The focus of the audits was the claiming of enterprise zone tax credits. These tax credits are available to non-retail businesses in rural counties (under 50,000 population) for hiring new employees or investing in new buildings and equipment.
All of Duchesne County, all of Uintah County, and portions of Wasatch County are currently designated as enterprise zones.
In the past two to three years, virtually 100 percent of businesses claiming tax credits under this law have been audited by the state tax commission. When every taxpayer who tries to follow the law is being audited, I believe something is wrong and needs to be fixed.
The bill that I introduced clarifies several issues under the enterprise zone statute, such as the fact that sole proprietors may claim the credits, and the percentage of retail trade that will disqualify a business for the credits.
Every bill must pass at least one legislative committee (House or Senate, but usually both) and then be passed by the entire House and the entire Senate.

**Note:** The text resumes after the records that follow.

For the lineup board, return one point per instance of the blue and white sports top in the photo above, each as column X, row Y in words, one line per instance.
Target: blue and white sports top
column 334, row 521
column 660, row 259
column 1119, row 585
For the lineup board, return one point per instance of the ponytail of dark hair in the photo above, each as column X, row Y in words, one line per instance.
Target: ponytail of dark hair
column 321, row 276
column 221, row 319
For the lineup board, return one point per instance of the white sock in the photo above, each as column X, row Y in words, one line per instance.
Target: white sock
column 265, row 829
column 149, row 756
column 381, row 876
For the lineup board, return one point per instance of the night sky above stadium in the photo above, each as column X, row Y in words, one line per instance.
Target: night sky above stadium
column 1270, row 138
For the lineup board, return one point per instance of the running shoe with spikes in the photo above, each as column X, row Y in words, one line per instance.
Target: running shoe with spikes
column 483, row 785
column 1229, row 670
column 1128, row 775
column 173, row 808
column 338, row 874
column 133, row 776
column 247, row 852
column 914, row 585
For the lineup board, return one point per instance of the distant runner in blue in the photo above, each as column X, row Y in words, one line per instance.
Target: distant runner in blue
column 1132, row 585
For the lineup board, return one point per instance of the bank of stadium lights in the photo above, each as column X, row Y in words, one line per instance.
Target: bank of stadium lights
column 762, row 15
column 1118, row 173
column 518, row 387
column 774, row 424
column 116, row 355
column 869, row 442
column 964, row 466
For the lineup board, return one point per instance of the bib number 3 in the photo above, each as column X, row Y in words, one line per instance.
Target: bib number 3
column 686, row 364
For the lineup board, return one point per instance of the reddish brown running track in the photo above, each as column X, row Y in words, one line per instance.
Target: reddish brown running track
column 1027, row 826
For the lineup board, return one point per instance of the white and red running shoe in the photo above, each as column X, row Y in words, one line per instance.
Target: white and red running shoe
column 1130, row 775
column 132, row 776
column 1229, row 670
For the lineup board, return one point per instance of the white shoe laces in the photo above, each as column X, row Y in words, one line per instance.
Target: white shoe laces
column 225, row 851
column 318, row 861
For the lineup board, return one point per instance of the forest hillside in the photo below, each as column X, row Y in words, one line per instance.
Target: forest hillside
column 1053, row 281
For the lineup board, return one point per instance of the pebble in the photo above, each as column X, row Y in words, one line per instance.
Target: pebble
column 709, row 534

Then if it is signed by the governor it becomes law.
My enterprise zone bill has passed the House Economic Development Committee and is now before the entire House for consideration.
A slight wrinkle in the progress of the bill currently is its fiscal note. A fiscal note is attached to a bill whenever passage of the bill will result in decreased revenues or increased costs to the state.
Because my bill aims to give back to businesses money that I believe is wrongly being denied to them, the bill will decrease revenues to the state as a whole.
When a bill has a fiscal note, legislative rules provide that it may not be passed by both the House and the Senate until the legislature appropriates money to cover the cost of the bill.
So I am currently meeting with legislative budget leaders to convince them of the benefits and the fairness of funding this important bill. Before the House passes the bill on to the Senate, I want to get some firm commitments that it will be funded.
House Bill 55, Search and Rescue Volunteer Benefits: Most counties in Utah use many volunteers in search and rescue operations. These highly-trained experts give willingly of their time and save taxpayers millions of dollars each year.
Unlike fire and emergency medical volunteers, search and rescue volunteers have not been covered by workers compensation disability benefits if they are injured while on a call.
Without coverage for potential lost wages from their regular jobs, many volunteers face a large, and in my view unjustified, risk while volunteering.
My House Bill 55 requires all counties that use such volunteers to purchase disability insurance to cover them while they are on calls. The annual cost for the premiums ranges from $250 for small counties to $2,000 for the largest counties. This bill passed the House Political Subdivisions Committee last week and is now before the full House for consideration.
House Bill 54, Electronic Communications in Public Meetings: Many public officials, both state and local, have asked me over the years if it is illegal for them to communicate with their fellow Board members or Council members by e-mail.
The question arises because the Utah Open Meetings Act requires all meetings of a quorum (a majority) of the members of a public body to be held in public.
If a city council member is communicating online in real time with his or her fellow council members, are they holding an illegal meeting?
After much study of practices in other states, I concluded that we need to encourage more discussion and deliberation among our public officials. Most officials serve part-time and are unable to attend frequent meetings. E-mail is an orderly, efficient manner to communicate and discuss issues that are before public bodies.
Also, promoting the use of written e-mails by public officials will allow for greater transparency, because all e-mails concerning public affairs are available for inspection upon request by a citizen.
For these reasons, my House Bill 54 provides that the exchange of e-mails among any number of members of a public body does not violate the Open Meetings Act. The bill passed the House Technology Committee and is now before the full House.